New Uniforms Again Stir Debate

When Clemson recently unveiled its 2005 uniforms on the school's official athletic website, the immediate reaction from the rabid portion of the fan base was somewhat less than a hearty thumbs-up.

The good news is that the uniforms, made by Nike, will be made from Cordura Stretch material, which has about 70 percent of the weight and more durability than the fabrics the Tigers used in the past. A 2004 jersey and pants weighed almost 2.5 pounds. The new jersey and pants will weigh about 1.75 pounds. The uniform will have a tighter fit, but it will not restrict movement. The Cordura material also helps keep moisture away from the body.

The other good news is that the hideous purple jerseys with orange numbers have been replaced by a purple jersey with white numbers trimmed in orange.

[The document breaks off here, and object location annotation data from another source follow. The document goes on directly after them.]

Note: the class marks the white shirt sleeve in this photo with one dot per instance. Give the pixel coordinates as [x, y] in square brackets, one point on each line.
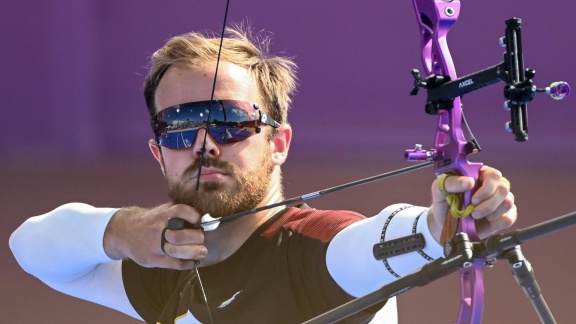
[64, 249]
[350, 257]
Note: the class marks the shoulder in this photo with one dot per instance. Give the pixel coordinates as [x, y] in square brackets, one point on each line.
[318, 224]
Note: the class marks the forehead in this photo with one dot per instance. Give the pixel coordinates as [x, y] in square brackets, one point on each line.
[181, 84]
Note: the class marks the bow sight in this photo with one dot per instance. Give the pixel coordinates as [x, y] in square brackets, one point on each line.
[518, 91]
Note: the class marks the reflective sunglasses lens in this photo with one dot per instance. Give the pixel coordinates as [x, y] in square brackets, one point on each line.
[221, 135]
[178, 140]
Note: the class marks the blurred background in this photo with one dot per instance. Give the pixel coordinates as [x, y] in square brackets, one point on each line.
[75, 126]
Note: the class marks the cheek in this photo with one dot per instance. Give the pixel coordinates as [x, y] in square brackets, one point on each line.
[175, 163]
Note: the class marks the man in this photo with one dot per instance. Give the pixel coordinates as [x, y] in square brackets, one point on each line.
[220, 157]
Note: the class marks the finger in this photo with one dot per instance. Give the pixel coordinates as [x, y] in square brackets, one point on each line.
[499, 203]
[184, 236]
[491, 182]
[184, 212]
[457, 184]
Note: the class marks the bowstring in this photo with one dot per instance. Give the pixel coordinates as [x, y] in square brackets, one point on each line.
[203, 149]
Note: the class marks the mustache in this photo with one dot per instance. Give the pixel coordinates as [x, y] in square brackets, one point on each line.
[194, 168]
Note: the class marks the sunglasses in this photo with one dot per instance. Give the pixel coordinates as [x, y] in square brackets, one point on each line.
[227, 121]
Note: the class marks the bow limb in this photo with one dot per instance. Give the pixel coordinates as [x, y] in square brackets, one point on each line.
[435, 17]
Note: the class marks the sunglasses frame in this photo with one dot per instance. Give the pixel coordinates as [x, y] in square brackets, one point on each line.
[161, 129]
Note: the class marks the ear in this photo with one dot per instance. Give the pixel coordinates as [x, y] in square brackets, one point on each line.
[157, 152]
[280, 144]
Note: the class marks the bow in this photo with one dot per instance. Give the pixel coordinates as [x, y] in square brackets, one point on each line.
[451, 148]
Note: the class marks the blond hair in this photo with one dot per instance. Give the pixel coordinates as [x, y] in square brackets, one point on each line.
[275, 75]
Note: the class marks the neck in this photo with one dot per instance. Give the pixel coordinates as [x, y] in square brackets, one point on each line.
[229, 236]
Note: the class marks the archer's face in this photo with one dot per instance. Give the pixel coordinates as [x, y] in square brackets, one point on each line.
[236, 176]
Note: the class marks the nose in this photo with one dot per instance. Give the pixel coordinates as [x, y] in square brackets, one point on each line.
[210, 149]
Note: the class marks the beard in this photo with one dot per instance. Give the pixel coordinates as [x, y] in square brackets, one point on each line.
[219, 199]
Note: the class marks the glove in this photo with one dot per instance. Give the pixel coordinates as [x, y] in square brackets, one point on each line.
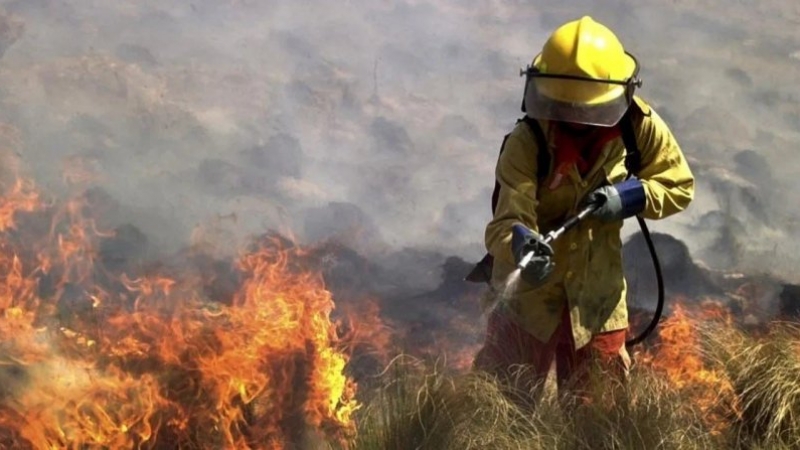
[617, 201]
[523, 241]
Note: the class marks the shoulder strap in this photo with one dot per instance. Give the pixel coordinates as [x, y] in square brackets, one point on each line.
[633, 158]
[542, 157]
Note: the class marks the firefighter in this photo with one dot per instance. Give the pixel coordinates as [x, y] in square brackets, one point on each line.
[570, 305]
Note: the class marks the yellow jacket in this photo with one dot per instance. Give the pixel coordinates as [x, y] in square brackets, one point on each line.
[588, 275]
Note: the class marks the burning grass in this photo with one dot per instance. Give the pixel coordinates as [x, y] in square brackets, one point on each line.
[92, 358]
[706, 384]
[102, 354]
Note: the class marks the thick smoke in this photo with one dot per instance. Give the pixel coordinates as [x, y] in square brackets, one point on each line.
[378, 124]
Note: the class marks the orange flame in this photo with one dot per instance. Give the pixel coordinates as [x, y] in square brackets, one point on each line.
[678, 355]
[140, 362]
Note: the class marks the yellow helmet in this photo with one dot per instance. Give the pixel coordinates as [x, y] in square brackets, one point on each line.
[582, 75]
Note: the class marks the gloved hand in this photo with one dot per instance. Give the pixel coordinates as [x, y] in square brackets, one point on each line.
[523, 241]
[617, 201]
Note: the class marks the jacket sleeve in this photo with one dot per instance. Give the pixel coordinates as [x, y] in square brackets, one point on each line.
[516, 202]
[667, 178]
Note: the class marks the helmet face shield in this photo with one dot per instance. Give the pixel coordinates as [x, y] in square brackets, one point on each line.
[576, 99]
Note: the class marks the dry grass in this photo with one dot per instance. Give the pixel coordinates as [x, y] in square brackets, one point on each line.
[764, 372]
[419, 407]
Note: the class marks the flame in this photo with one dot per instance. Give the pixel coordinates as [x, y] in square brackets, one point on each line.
[90, 359]
[678, 356]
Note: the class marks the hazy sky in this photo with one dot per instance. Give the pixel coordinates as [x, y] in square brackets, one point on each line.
[316, 118]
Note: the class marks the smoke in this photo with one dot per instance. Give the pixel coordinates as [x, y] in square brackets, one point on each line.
[378, 124]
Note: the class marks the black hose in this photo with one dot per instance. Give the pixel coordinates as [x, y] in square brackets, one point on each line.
[659, 278]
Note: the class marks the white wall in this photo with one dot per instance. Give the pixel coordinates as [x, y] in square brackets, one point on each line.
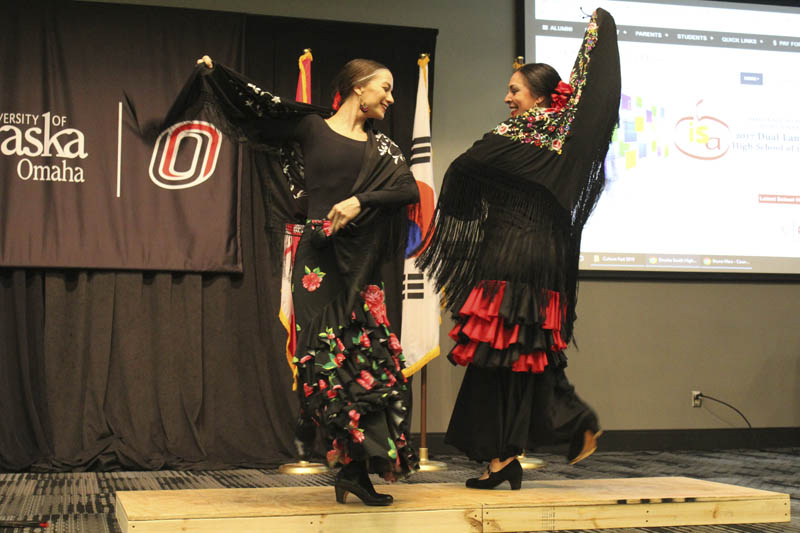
[644, 345]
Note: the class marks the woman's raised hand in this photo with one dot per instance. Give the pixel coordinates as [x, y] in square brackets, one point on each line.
[343, 212]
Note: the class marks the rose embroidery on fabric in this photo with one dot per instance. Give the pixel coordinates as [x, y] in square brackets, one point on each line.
[373, 297]
[366, 380]
[313, 279]
[394, 344]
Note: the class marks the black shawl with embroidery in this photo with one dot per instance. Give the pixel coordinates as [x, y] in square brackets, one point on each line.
[262, 120]
[513, 206]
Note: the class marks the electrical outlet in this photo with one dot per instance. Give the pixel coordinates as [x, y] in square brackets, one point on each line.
[697, 398]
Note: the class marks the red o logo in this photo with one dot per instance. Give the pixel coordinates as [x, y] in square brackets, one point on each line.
[185, 155]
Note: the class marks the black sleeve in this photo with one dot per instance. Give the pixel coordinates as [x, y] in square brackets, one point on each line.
[405, 191]
[256, 114]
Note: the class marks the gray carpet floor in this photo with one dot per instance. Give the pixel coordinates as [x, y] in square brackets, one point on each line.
[84, 502]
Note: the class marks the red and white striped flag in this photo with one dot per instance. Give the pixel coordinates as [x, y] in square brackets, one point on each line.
[421, 310]
[293, 232]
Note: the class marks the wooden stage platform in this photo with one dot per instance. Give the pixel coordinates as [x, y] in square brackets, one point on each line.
[445, 507]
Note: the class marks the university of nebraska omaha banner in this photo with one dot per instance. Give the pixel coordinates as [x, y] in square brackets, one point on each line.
[85, 179]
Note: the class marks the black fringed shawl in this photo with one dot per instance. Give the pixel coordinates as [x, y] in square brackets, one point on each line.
[262, 120]
[513, 206]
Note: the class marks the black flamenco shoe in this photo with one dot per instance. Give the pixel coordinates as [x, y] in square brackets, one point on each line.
[584, 440]
[354, 479]
[512, 473]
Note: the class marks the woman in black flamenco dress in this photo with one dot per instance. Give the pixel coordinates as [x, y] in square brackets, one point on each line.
[353, 185]
[504, 249]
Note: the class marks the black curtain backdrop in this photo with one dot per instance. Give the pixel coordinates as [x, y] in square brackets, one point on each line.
[106, 370]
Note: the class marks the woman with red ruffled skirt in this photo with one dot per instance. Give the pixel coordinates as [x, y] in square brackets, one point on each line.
[504, 251]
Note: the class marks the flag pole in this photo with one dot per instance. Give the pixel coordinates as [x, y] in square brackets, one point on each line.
[425, 464]
[287, 315]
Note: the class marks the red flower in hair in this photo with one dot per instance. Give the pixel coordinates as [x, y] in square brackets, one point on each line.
[559, 98]
[373, 297]
[366, 380]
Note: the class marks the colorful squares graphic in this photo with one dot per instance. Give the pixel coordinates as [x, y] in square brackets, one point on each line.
[629, 131]
[630, 159]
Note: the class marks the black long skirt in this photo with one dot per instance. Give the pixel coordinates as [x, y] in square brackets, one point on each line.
[349, 365]
[515, 395]
[499, 412]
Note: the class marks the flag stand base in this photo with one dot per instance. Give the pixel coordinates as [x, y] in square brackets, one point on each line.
[303, 467]
[529, 463]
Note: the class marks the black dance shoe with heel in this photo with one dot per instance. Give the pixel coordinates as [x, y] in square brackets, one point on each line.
[512, 473]
[584, 440]
[354, 479]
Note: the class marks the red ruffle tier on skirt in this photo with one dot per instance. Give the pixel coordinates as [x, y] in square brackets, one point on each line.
[481, 321]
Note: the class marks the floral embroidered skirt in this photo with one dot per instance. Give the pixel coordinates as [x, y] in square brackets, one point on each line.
[515, 395]
[350, 365]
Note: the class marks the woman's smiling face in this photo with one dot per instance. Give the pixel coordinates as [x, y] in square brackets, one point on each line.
[519, 97]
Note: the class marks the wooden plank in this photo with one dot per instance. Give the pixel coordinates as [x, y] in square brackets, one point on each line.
[554, 518]
[439, 507]
[456, 521]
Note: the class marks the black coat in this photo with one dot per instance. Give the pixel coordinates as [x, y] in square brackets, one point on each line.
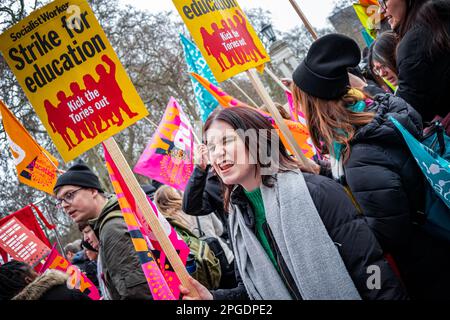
[383, 175]
[423, 79]
[388, 185]
[50, 286]
[356, 243]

The Tigers can mix and match from three main color schemes — orange, white and purple. Even though it has been rumored from time to time, they have yet to wear a solid purple uniform in a game.

The bad news is that the jerseys don't have the traditional Clemson look around the neck and shoulder area. The tiger paw has been moved from the top of the shoulder pad to the sleeve, and each jersey color has a small line of piping across both shoulders. The pants also will have small lines of piping.

Soon after the pictures were posted, the internet message boards started blowing up about the uniforms. One poster said the uniforms were better suited for roller derby than football. Another said Coleman got suspended because he had refused to model the new uniforms. One fan, who described herself as a female, said the new uniforms were the exact reason a woman should never let a man pick what he wants to wear.

"Aside from the new materials," another fan wrote, "I don't see anything good about these."

Then, of course, there was the standard reply to the complaints: I don't care what they wear, as long as they win.

Most Clemson fans are traditionalists. For years, the Tigers wore orange jerseys and white pants at home, solid white on the road. Many long-time fans still believe the solid white style is the team's best-looking uniform.

Few fans were crazy about coach Danny Ford putting the Tigers in orange pants before the 1980 South Carolina game. But a massive upset of the Gamecocks, then the national championship in 1981, created a magical aura about the orange pants until coach Ken Hatfield messed up that tradition. Now the orange pants are just orange pants.

Clemson may be resistant to change, but it will change. When an ad agency from Greenville, S.C., first proposed the tiger paw as the Tigers' athletic logo more than 30 years ago, there was laughter in the room. Now the university has one of the most recognizable logos in college athletics.

Even the tiger paw on the helmet has changed through the years. When the paw was first used, it covered most of the helmet — from just about the ear hole to just a couple of inches from the top. But through the years, the paw has shrunk.

Some might say the same thing about Clemson football in general terms. As the fans will tell you, though, every uniform looks much better in victory than in defeat.